Volume 19, Issue 1 June 2013
Long-Term Effectiveness of Intravitreal
Bevacizumab for Choroidal Neovascularization
Secondary to Angioid Streaks
PURPOSE: To investigate the long-term effectiveness of intravitreal bevacizumab for treating active choroidal neovascularizations in pseudoxanthoma elasticum (PXE).
METHODS: Fourteen patients (16 eyes) received intravitreal bevacizumab (1.5 mg) and were investigated monthly. Further treatments were administered depending on disease activity. Examinations included best-corrected visual acuity, biomicroscopy, optical coherence tomography, fluorescein angiography and indocyanine green angiography, fundus autofluorescence, and digital fundus photography. Areas of atrophy of the retinal pigment epithelium and retinal fibrosis were quantified using semiautomated detection on fundus autofluorescence images.

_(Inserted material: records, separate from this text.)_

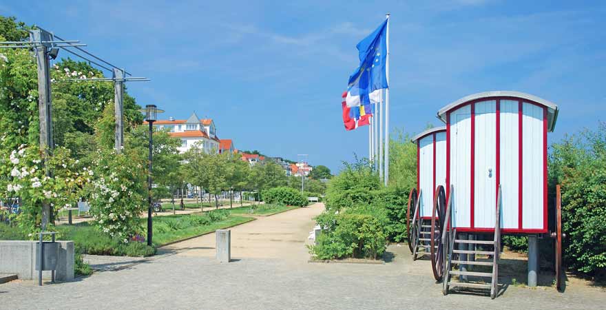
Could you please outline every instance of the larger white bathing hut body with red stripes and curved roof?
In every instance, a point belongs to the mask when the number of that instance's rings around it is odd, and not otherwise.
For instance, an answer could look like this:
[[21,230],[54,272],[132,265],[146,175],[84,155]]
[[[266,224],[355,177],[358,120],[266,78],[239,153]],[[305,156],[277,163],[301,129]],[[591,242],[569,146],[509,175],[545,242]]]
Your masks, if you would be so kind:
[[557,114],[554,103],[504,91],[466,96],[438,112],[446,123],[454,227],[494,229],[501,184],[503,231],[547,232],[547,132]]

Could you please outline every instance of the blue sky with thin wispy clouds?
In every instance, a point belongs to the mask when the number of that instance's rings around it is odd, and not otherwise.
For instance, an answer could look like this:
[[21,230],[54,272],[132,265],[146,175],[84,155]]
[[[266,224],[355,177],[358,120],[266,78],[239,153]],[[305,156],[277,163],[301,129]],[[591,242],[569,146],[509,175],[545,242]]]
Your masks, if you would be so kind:
[[151,79],[129,94],[165,118],[195,111],[238,149],[309,154],[333,172],[368,156],[368,129],[344,130],[340,96],[355,45],[386,13],[392,133],[441,125],[439,108],[490,90],[556,103],[550,143],[605,120],[605,1],[0,2],[1,15]]

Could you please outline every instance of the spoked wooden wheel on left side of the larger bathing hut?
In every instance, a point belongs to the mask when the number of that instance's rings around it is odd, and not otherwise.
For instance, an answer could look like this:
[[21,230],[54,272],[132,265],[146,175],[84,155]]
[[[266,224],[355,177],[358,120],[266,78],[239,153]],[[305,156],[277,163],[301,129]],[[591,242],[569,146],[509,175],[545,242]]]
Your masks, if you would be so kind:
[[434,278],[439,281],[442,280],[444,273],[444,255],[446,253],[441,239],[441,233],[445,229],[443,220],[446,216],[446,192],[442,185],[437,187],[433,201],[430,234],[431,269]]

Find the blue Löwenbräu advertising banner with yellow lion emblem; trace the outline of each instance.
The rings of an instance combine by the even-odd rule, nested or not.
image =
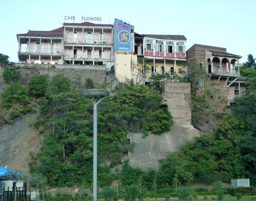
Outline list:
[[[116,50],[131,51],[131,25],[116,19]]]

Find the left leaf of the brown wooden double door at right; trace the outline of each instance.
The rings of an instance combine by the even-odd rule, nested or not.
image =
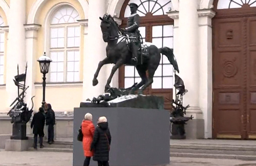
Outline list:
[[[213,137],[243,137],[242,18],[214,20]]]

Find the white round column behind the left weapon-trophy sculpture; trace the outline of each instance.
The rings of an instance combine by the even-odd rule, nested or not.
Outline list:
[[[9,18],[6,63],[7,107],[17,96],[17,87],[13,82],[14,75],[17,75],[17,64],[19,64],[20,73],[25,71],[25,29],[23,25],[26,21],[26,0],[10,1]]]

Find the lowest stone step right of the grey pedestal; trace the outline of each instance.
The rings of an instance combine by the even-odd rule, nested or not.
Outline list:
[[[256,161],[256,156],[252,155],[227,155],[227,154],[194,154],[194,153],[170,153],[170,157],[193,157],[208,159],[238,159],[245,161]]]

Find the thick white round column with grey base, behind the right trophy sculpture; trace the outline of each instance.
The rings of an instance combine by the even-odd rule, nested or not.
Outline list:
[[[186,135],[189,138],[204,137],[204,120],[201,107],[199,105],[199,26],[198,26],[198,0],[179,1],[179,29],[178,43],[179,49],[176,55],[179,65],[178,74],[184,81],[188,93],[183,96],[183,105],[190,105],[186,110],[186,116],[192,115],[193,120],[186,125]],[[175,36],[174,36],[175,38]],[[175,51],[176,52],[176,51]]]

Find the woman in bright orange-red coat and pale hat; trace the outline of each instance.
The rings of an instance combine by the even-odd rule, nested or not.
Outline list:
[[[83,149],[84,149],[84,166],[89,166],[93,152],[90,151],[91,142],[93,141],[93,135],[95,127],[92,122],[93,116],[90,113],[85,114],[84,120],[82,121],[82,133],[83,137]]]

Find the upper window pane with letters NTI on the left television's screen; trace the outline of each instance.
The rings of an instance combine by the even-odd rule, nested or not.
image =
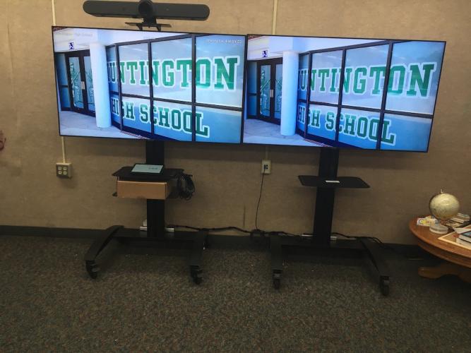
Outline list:
[[[147,43],[122,45],[118,48],[122,93],[149,97]]]

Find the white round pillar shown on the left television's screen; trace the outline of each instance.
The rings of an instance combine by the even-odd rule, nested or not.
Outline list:
[[[99,128],[111,126],[111,109],[109,107],[109,87],[107,52],[105,45],[90,43],[90,64],[92,66],[93,98],[95,116]]]

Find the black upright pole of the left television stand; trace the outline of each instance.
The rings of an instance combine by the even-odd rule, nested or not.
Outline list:
[[[145,141],[145,162],[147,164],[164,164],[164,141]],[[165,200],[147,201],[147,234],[148,237],[164,237],[165,235]]]

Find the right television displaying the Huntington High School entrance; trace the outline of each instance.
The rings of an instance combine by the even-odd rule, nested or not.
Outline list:
[[[425,152],[444,49],[249,35],[243,142]]]

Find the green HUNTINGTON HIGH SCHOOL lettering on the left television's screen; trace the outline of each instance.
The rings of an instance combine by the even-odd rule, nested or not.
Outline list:
[[[237,70],[241,64],[240,56],[214,56],[212,58],[201,57],[195,62],[196,88],[208,89],[217,92],[232,92],[237,90]],[[108,81],[118,82],[117,62],[108,61]],[[190,58],[162,59],[152,61],[152,82],[154,88],[167,88],[169,92],[175,90],[191,90],[192,61]],[[119,73],[121,85],[140,85],[149,87],[148,61],[120,61]],[[155,92],[155,91],[154,91]],[[159,91],[162,93],[162,91]],[[147,97],[149,93],[145,94]],[[157,95],[154,94],[155,97]],[[160,97],[160,96],[159,96]],[[166,96],[164,96],[166,97]],[[178,98],[174,98],[179,100]],[[145,98],[147,99],[147,98]],[[181,99],[186,102],[186,99]],[[165,102],[155,101],[153,116],[155,131],[165,128],[176,132],[191,135],[191,109],[179,109]],[[158,107],[156,106],[158,104]],[[188,102],[191,104],[191,102]],[[111,98],[112,113],[119,116],[119,100]],[[130,100],[122,102],[123,119],[128,121],[140,121],[141,124],[150,124],[149,104],[136,104]],[[210,138],[210,126],[203,123],[202,112],[195,114],[195,133],[202,138]]]

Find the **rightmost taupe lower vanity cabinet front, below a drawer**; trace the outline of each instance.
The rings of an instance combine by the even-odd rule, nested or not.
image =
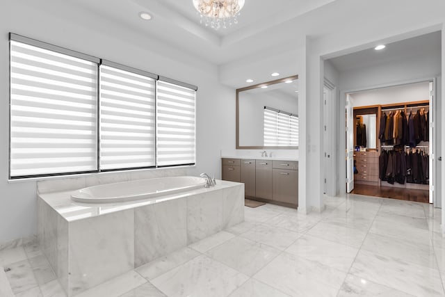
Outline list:
[[[298,205],[298,170],[273,170],[273,200]]]

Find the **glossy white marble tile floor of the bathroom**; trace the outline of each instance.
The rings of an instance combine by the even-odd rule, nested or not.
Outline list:
[[[362,195],[325,204],[306,216],[246,207],[245,222],[77,296],[445,295],[440,209]],[[65,297],[38,246],[0,251],[0,268],[1,296]]]

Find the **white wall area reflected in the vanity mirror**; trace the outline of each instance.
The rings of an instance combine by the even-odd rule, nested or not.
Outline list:
[[[239,104],[239,145],[264,145],[264,106],[298,115],[298,99],[281,92],[241,92]]]

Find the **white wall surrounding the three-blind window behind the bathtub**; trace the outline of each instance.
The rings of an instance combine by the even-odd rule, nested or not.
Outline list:
[[[35,3],[39,2],[39,3]],[[198,86],[197,166],[188,174],[220,178],[220,149],[235,146],[235,91],[218,82],[215,65],[67,1],[3,0],[0,15],[0,245],[36,233],[35,182],[8,183],[8,33],[106,58]]]

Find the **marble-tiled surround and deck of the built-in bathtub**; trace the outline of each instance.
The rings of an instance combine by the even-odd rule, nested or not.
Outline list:
[[[70,193],[38,199],[41,248],[68,296],[244,220],[244,185],[234,182],[115,204],[79,204]]]

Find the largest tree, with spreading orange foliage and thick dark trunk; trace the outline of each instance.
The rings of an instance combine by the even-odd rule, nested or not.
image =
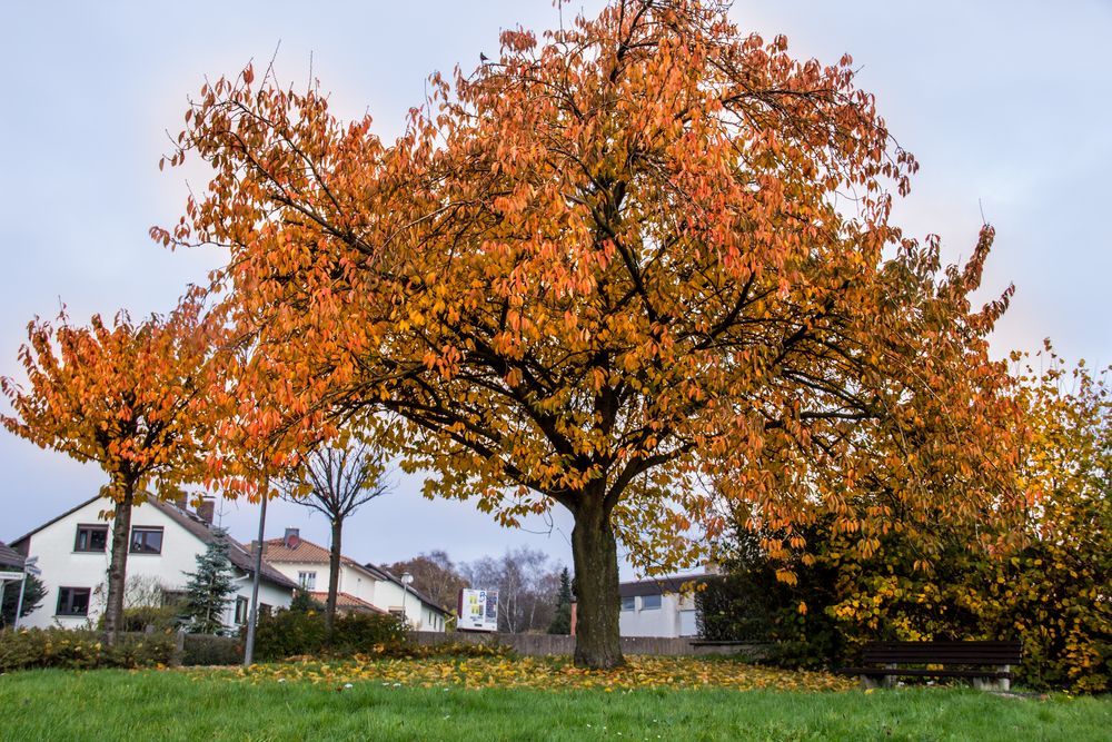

RESULTS: Mean age of the cohort was 55 ± 13 years, and mean best-corrected visual acuity at baseline was 20/80 (logarithm of the minimum angle of resolution, 0.56, SD, 0.51). At last follow-up, after an average of 6.5 ± 5.7 injections over 28 months, best-corrected visual acuity was 20/40 (logarithm of the minimum angle of resolution, 0.31, SD, 0.32; P = 0.04). Central retinal thickness was reduced from 254 ± 45 μm to 214 ± 40 μm (P = 0.035). The size of retinal pigment epithelial atrophy and retinal fibrosis measured on fundus autofluorescence images increased in both the treated eye and the fellow eye (P < 0.05). Best-corrected visual acuity of patients with early disease compared with that of those with advanced disease improved significantly more over the treatment course (20/25 vs. 20/63; P = 0.008).
CONCLUSION: Intravitreal bevacizumab therapy demonstrates long-term effectiveness by preserving function in advanced disease and improving function in early disease. Best results of treating active choroidal neovascularizations in PXE are achieved when treatment starts the earliest possible.